Update, July 11, 2024: This article has been updated to include numbers from the Consumer Price Index released Thursday.
Key Takeaways
- The Federal Reserve appears poised to cut its key interest rate as inflation slowly falls and the job market steadily worsens.
- The Fed, which is looking for more evidence that inflation is under control, will likely cut the benchmark fed funds rate long before prices start falling.
- The central bank seeks to cool down inflation, but not by so much that prices start going down, since deflation usually goes along with a recession and job losses.
If you’re sick of high prices for the stuff you 💞buy every day, Federal Reserve Chair Jerome Powell has some bad news for you: prices aren’t ever going down—not if he can help﷽ it.
In his second day of testimony before Congress Wednesday, Powell stuck to the script he laid out the day prior. He once again declined to say exactly when the central bank might cut its in🌌fluential benchmark interest rate, which is its main tool for controlling inflation.
Instead, he explained to the House Finance Committee the Fed’s strategy for fighting price increases while preserving the labor market would crucially include not letting inflation get too low.
Fed's Goal is to Keep Inflation at About 2%
Powell’s testimony treaded familiar turf but did shed some light on how the Fed is thinking about its battle against rapid price increases. Powell emphasized that the central bank’s goal is to keep prices for the things people buy increasing by an average of 2% per year, not to actually see prices stagnate or go down.
To that end, the Fed will likely 🧜cut the fed funds rate—putting downward pressure on interest rates for all kinds of loans and stimulating the economy—before inflation has fallen to the 2% goal line.
“You don't want to wait until inflation gets all the way down to 2% because inflation has a certain momentum,” Powell said in response to a question from Republican representative Mike Flood from Nebraska. “If you waited that long, you’ve probably waited too long, because inflation will be moving downward and will go well below 2%, which we don't want.”
So What's the Problem With Prices Going Down?
The exchange highlighted a disconnect between the way experts, economists, and policymakers ⛄talk about inflation, and the way most people think about it.
The Federal Reserve is tasked with keeping prices stable, which it defines as a 2% annual increase. But what many Americans want after years of inflation running well over that level is for prices to go down. In other words, they 澳洲幸运5官方开奖结果体彩网:want deflation, not disinflation.

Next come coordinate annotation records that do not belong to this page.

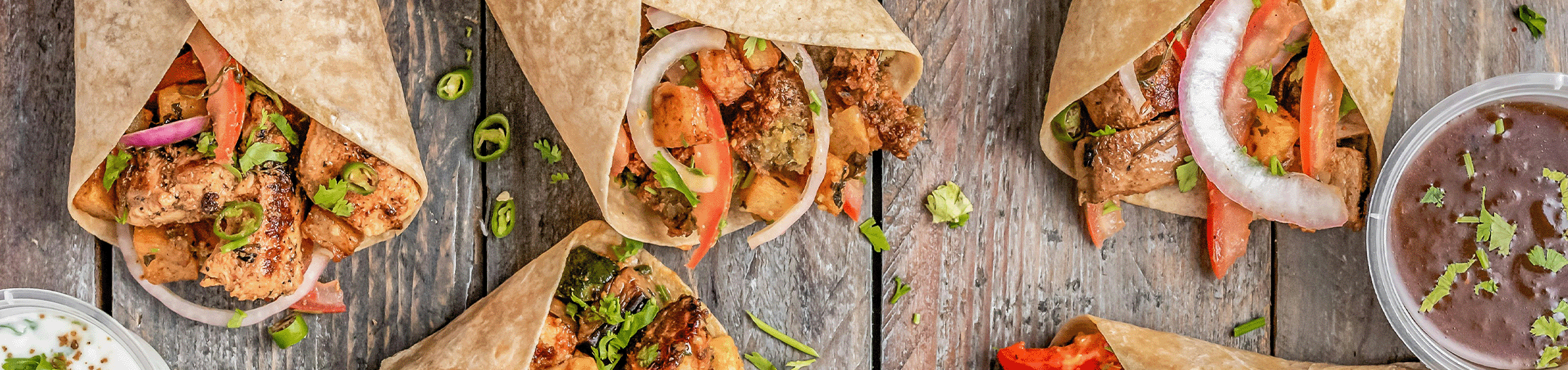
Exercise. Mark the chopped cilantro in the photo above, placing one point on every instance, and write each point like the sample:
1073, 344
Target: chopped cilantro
1434, 197
1188, 174
1445, 284
1550, 259
1258, 85
550, 151
874, 232
949, 205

A November YouGov poll showed that 64% of U.S. adults wanted “lower prices on goods, services, and gas” as a sign of a good economy. Only 20% wanted higher wages even though pay has just as big an impact on buying power for most households.
So, why can’t we have a l𒁃ittle bit of deflation?
Prices for individual items such as gas may rise and fall for benign reasons, and broad measures of prices, such as the Consumer Price Index, occasionally dip into negative territory on a month-to-month basis. That happened in June, when overall 澳洲幸运5官方开奖结果体彩网:consumer prices fell 0.1% thanks to a decre♋ase in gas prices, seasonally adjusted.
However, widespread price decreases for all kinds of items over long periods typically only happen when something has gone horribly wrong with the economy. The only period of sustained deflation since the government started tracking prices 澳洲幸⛦运5官方开奖结果体彩网:happened during the Great Dep🥃ression.
Why The Fed Fears Deflation
That’s because in the logic of supply and demand in a free market, p🔴rices only go down when the supply for things increases, or demand plumme🦋ts.
During a recession, deman𝔍d falls because people are losing their jobs and no longer have money to spend. Businesses respond to lower demand by laying off workers in what can be a vicious cycle. The Fed aims to avoid this: when unemployment starts to rise, signaling a potential recession, the Fed’s playbook is to cut interest rates, putting more money into t☂he economy and stimulating demand.
And indeed, the labor market is finally weakening as a result of the Fed’s campaign of anti-inflation rate hikes, which began in March 2022. After several months of upticks, the unemployment rate in June 澳洲幸运5官方开奖结果体彩网:stood at 4.1%, the highest since♏ Novemb⛎er 2021.
As stress in the labor market mounts, Powell has started to openly question whether it’s time for the Fed to shift from inflation-fighting mode to preventing job losses. Ac🌠cording to the central bank’s dual mandate given to it by Congress, it must do both.
“For a long time we've had to focus heavily on the inflation mandate, but I think now we're getting to the place where the labor market is getting pretty much in balance to where it needs to be, and so we're looking at both,” Powell said Wednesday.